L’article 9, paragraphe 2, du RGPD liste les situations dans lesquelles le traitement de données sensibles devient licite. Toutes ne se valent pas en pratique.

  • Le consentement explicite de la personne concernée reste l’exception la plus courante, mais il doit être libre, spécifique et éclairé. Un consentement noyé dans des conditions générales ne remplit pas ce critère.
  • Les obligations en matière de droit du travail et de protection sociale permettent le traitement de certaines données de santé (arrêts maladie, reconnaissance de handicap) sans consentement, à condition qu’un texte législatif ou réglementaire le prévoie.
  • La sauvegarde des intérêts vitaux autorise le traitement lorsque la personne est physiquement ou juridiquement incapable de donner son consentement, par exemple en situation d’urgence médicale.
  • L’intérêt public dans le domaine de la santé publique (lutte contre les menaces sanitaires transfrontalières) constitue une base légale distincte, mobilisée notamment lors de crises épidémiques.
  • La recherche scientifique, historique ou statistique, sous réserve de garanties appropriées et du respect du principe de minimisation des données.

En revanche, l’intérêt légitime du responsable de traitement ne figure pas parmi les exceptions de l’article 9. Une entreprise ne peut pas invoquer son intérêt commercial pour collecter des données de santé ou des opinions politiques.

Sanctions CNIL et traitement illicite de données interdites

La CNIL dispose du pouvoir de sanctionner tout responsable de traitement qui collecte des données sensibles sans base légale valide. Le RGPD prévoit des amendes pouvant atteindre le plafond le plus élevé prévu par le règlement pour ce type de manquement.

Profilage et décision automatisée

L’Autorité de protection des données (belge) et la CNIL soulignent un point supplémentaire : la prise de décision individuelle automatisée ne peut pas se fonder sur des données de l’article 9. Un algorithme de scoring qui utiliserait l’origine ethnique ou l’état de santé pour filtrer des candidatures serait doublement illicite, à la fois au titre de l’article 9 et au titre des règles sur le profilage.

Cette interdiction concerne aussi les systèmes d’intelligence artificielle entraînés sur des jeux de données contenant des catégories sensibles. L’European Data Protection Board a récemment précisé les obligations relatives à l’anonymisation et au web scraping dans le contexte de l’IA générative.

Deux professionnels discutant des catégories de données personnelles interdites sur une tablette en salle de réunion

Données personnelles ordinaires : licites mais encadrées

Il serait inexact de conclure que seules les données sensibles posent problème. Le traitement de données personnelles ordinaires (adresse, numéro de client, historique de navigation) reste soumis aux six bases légales de l’article 6 du RGPD. Sans l’une d’elles, la collecte est illicite.
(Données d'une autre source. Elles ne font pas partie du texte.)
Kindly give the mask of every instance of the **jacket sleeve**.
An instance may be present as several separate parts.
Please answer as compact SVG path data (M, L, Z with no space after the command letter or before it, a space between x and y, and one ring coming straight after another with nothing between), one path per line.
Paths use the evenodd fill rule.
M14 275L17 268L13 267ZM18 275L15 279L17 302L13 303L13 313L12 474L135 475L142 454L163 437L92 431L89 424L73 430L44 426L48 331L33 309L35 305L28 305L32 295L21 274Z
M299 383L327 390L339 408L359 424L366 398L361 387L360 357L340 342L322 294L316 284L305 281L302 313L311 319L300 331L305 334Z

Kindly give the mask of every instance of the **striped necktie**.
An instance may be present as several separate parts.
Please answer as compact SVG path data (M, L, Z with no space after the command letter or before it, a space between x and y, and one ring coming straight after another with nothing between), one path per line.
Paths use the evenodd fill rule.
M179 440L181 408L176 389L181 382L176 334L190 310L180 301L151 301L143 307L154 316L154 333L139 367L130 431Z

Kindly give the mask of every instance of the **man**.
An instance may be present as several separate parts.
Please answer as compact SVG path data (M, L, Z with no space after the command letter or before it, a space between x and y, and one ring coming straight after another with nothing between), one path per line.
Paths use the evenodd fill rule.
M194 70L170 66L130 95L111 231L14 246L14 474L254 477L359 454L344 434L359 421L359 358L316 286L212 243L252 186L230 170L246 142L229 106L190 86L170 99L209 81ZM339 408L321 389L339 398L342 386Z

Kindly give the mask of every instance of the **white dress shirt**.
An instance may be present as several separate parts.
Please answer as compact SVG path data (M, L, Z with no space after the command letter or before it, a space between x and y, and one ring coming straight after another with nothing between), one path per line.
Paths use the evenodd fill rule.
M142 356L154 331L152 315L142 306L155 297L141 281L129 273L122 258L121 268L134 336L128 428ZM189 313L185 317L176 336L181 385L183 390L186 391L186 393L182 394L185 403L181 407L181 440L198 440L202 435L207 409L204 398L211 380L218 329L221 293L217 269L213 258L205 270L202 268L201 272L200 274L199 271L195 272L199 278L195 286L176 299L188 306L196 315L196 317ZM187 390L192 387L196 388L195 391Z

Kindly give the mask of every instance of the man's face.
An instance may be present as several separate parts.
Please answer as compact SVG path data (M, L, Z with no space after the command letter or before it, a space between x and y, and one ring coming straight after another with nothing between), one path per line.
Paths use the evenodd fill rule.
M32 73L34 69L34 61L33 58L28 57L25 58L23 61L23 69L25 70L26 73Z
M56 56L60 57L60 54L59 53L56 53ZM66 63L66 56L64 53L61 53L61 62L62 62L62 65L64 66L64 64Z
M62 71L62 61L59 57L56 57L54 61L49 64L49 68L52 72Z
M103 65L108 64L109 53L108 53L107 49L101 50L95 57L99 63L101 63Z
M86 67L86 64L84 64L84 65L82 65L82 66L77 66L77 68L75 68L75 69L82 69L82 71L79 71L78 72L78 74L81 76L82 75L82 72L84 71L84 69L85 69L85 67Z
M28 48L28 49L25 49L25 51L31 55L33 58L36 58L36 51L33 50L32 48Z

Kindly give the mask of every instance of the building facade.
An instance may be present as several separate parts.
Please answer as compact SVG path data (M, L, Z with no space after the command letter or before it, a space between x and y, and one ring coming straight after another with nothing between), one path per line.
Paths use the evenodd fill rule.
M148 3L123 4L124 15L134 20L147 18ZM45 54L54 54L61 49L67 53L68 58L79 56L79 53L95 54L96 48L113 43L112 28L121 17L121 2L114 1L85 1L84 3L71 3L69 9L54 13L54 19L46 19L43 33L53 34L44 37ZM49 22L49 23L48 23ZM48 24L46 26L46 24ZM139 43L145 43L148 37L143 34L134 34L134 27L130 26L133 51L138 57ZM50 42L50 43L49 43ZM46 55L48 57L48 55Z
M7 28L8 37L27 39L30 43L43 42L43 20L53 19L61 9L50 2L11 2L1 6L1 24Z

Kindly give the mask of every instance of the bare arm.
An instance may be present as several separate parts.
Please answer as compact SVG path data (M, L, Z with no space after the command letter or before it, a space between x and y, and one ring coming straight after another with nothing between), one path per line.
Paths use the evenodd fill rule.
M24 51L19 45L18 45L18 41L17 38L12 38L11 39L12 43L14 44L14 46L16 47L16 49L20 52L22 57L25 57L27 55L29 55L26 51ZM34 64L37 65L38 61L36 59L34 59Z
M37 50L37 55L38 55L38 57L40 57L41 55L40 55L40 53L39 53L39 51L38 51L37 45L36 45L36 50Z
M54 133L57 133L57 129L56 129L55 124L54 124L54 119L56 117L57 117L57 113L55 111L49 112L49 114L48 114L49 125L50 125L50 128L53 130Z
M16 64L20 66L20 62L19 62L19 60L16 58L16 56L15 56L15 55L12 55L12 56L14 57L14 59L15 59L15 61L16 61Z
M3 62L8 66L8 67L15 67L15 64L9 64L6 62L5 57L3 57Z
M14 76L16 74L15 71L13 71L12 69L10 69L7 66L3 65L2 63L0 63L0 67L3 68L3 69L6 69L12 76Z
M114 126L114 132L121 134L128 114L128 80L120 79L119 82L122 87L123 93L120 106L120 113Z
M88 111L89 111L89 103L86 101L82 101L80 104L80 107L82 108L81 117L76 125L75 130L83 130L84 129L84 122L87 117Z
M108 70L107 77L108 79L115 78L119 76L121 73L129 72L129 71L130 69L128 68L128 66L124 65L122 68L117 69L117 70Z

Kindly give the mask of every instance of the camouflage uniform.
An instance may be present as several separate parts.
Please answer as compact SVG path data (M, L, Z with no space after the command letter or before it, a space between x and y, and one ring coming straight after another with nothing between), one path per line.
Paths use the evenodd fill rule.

La différence tient au niveau de protection. Pour les données ordinaires, le consentement n’a pas besoin d’être « explicite » : un consentement non ambigu suffit. L’intérêt légitime du responsable de traitement peut être invoqué, ce qui n’est pas le cas pour les données sensibles.

Toute donnée personnelle nécessite une base légale, mais les données de l’article 9 et de l’article 10 ajoutent une couche d’interdiction par défaut. C’est cette superposition de régimes qui rend le cadre du RGPD plus strict qu’un simple système d’autorisation. La conformité passe par l’identification précise de la catégorie de chaque donnée collectée, avant même de chercher la base légale applicable.